Grigorian spoke at Wednesday’s meeting chaired by Pashinian and attended by other cabinet members as well as the heads of the Investigative Committee and three other law-enforcement agencies and Central Bank Governor Artur Javadian.
A government statement on the meeting did not say whether Grigorian believes that Lydian should go through another licensing process that would probably take several months.
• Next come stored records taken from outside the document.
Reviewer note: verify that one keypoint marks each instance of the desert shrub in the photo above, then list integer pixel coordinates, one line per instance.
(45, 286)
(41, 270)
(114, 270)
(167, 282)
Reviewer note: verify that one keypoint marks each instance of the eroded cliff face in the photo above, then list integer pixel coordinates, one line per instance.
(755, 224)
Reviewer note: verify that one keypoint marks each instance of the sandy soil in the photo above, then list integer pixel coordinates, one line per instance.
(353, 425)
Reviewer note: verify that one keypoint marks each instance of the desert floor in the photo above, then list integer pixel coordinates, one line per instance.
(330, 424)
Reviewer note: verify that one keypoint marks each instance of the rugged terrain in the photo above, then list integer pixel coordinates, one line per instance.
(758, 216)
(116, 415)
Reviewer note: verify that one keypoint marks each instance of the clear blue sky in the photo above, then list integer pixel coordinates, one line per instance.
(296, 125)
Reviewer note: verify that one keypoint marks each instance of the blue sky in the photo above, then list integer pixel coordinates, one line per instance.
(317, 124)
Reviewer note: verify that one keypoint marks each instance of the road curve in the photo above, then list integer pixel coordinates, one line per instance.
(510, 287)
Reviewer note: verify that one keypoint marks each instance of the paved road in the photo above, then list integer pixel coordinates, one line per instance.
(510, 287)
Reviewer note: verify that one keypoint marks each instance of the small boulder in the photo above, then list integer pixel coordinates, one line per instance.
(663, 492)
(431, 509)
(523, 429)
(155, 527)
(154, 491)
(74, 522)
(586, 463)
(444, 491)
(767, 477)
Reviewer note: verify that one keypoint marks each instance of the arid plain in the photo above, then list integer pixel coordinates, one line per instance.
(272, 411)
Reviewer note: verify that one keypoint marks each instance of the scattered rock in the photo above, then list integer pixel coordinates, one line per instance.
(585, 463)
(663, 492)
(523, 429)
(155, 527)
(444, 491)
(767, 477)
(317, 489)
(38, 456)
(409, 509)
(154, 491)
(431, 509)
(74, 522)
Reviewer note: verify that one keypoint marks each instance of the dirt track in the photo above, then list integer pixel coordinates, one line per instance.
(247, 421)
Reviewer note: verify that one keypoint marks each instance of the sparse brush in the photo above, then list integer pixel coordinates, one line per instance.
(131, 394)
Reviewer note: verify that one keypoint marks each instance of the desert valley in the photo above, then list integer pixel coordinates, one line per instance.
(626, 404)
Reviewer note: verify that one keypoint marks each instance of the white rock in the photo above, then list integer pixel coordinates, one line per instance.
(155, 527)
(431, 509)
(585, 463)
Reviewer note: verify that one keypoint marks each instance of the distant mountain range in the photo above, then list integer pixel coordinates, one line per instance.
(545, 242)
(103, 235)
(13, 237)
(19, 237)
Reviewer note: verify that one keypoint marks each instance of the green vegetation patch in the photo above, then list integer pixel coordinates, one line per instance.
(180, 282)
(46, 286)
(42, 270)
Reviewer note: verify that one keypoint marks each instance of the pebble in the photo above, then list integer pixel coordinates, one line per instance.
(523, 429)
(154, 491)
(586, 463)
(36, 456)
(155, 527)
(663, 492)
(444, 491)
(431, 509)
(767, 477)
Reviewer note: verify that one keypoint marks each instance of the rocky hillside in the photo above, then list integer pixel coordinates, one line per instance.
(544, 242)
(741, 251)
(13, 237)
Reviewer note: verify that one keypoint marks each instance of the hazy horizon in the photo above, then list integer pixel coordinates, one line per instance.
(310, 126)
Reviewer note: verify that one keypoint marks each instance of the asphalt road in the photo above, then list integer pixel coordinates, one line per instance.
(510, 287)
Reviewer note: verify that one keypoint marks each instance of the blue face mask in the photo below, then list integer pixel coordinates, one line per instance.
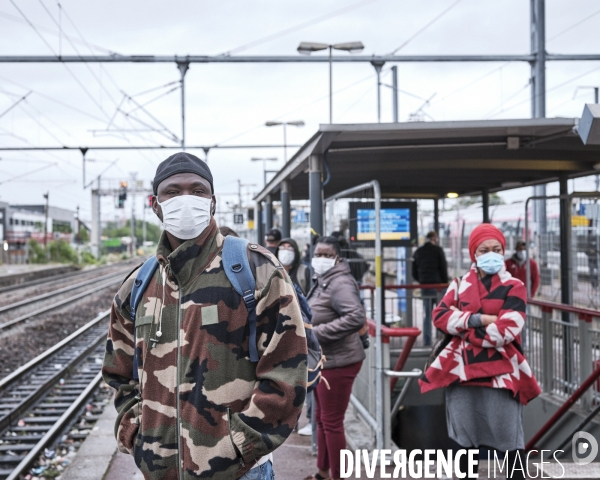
(490, 262)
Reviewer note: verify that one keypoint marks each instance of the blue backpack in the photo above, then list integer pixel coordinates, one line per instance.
(238, 271)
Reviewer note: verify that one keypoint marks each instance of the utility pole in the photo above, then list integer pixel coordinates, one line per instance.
(330, 85)
(378, 66)
(144, 224)
(46, 195)
(395, 93)
(183, 68)
(538, 100)
(133, 190)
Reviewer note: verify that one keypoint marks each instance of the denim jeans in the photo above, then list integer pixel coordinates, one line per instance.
(262, 472)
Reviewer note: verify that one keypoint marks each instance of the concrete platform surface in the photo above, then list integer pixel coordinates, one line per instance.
(98, 459)
(97, 450)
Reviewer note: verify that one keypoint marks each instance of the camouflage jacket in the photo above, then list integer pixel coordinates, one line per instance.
(201, 409)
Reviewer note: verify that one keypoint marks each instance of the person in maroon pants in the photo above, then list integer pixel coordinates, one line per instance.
(338, 315)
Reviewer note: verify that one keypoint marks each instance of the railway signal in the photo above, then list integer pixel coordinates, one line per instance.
(122, 195)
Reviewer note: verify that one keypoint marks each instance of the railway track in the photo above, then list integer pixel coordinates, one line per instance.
(41, 400)
(97, 284)
(59, 278)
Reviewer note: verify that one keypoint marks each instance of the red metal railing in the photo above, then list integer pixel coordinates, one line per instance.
(562, 410)
(586, 315)
(410, 333)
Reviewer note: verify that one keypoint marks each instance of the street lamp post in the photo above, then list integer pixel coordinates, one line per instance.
(264, 160)
(296, 123)
(306, 48)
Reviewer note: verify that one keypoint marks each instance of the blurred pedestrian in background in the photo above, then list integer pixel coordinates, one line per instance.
(338, 316)
(429, 266)
(517, 267)
(272, 239)
(358, 265)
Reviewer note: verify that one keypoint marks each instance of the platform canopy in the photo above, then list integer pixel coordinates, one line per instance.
(432, 159)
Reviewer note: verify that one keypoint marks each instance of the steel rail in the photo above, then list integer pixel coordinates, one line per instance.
(50, 279)
(27, 301)
(20, 372)
(56, 429)
(48, 383)
(23, 318)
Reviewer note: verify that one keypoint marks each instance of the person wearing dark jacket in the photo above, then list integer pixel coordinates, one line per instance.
(517, 267)
(338, 316)
(272, 239)
(429, 266)
(289, 255)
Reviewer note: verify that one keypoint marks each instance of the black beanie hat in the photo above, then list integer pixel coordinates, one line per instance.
(181, 162)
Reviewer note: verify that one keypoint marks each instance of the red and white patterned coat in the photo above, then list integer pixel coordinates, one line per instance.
(490, 356)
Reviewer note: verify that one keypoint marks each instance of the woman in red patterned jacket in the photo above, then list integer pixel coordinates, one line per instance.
(483, 368)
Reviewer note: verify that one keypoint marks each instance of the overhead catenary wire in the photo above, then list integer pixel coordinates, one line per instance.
(94, 101)
(317, 100)
(59, 102)
(296, 28)
(22, 99)
(425, 27)
(128, 118)
(576, 24)
(28, 173)
(560, 85)
(43, 28)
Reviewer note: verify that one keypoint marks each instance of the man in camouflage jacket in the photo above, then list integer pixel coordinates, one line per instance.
(201, 408)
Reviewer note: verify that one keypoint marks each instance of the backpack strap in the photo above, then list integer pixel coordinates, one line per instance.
(237, 269)
(142, 279)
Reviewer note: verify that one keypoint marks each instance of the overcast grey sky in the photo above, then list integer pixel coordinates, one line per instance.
(229, 103)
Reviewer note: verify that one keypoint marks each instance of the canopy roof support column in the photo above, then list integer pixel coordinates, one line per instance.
(566, 285)
(268, 213)
(315, 191)
(260, 230)
(485, 205)
(566, 292)
(286, 211)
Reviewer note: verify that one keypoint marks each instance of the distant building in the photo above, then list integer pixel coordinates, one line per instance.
(20, 223)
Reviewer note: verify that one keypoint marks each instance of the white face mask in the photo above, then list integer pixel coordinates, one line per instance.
(186, 216)
(286, 257)
(321, 264)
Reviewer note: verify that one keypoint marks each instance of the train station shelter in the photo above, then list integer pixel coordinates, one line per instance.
(430, 160)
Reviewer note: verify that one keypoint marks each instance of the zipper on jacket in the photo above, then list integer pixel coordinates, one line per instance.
(231, 436)
(179, 451)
It only cited him as saying that Lydian had presented inaccurate “starting data” before being granted its mining license in April 2016.
“There is no final decision yet [on the new impact assessment,]” Pashinian’s spokesman, Vladimir Karapetian, told RFE/RL’s Armenian service. “The environment minister presented the existing situation, and I think that the decision will be made by the cabinet.”
Karapetian said the situation will become clearer in the coming weeks.
According to the statement, Pashinian and the officials discussed “procedures” for the possible conduct of a new environmental impact assessment, “legal aspects of the issue” and “the emergence of new ecological factors.” Pashinian then told the relevant state bodies to “work in a coordinated manner for having a comprehensive analysis and complete data for the investigation,” the statement added without elaborating.
Lydian rejected ELARD’s verbal comments on Amulsar and accused the Beirut-based consultancy of misleading the Armenian government on August 30. It again argued that its environmental impact assessments had been certified by more authoritative Western experts.
All roads leading to Amulsar have been blocked by several dozen protesters since June 2018. They want the government to pull the plug on the project, saying that it would contaminate water, air and soil in the area.
Lydian, which claims to have invested $400 million in Amulsar, maintains that it would use modern technology that would prevent damage to the ecosystem. The company has repeatedly demanded that the authorities put an end to what it sees as an illegal blockade. In March, it threatened international legal action against Armenia.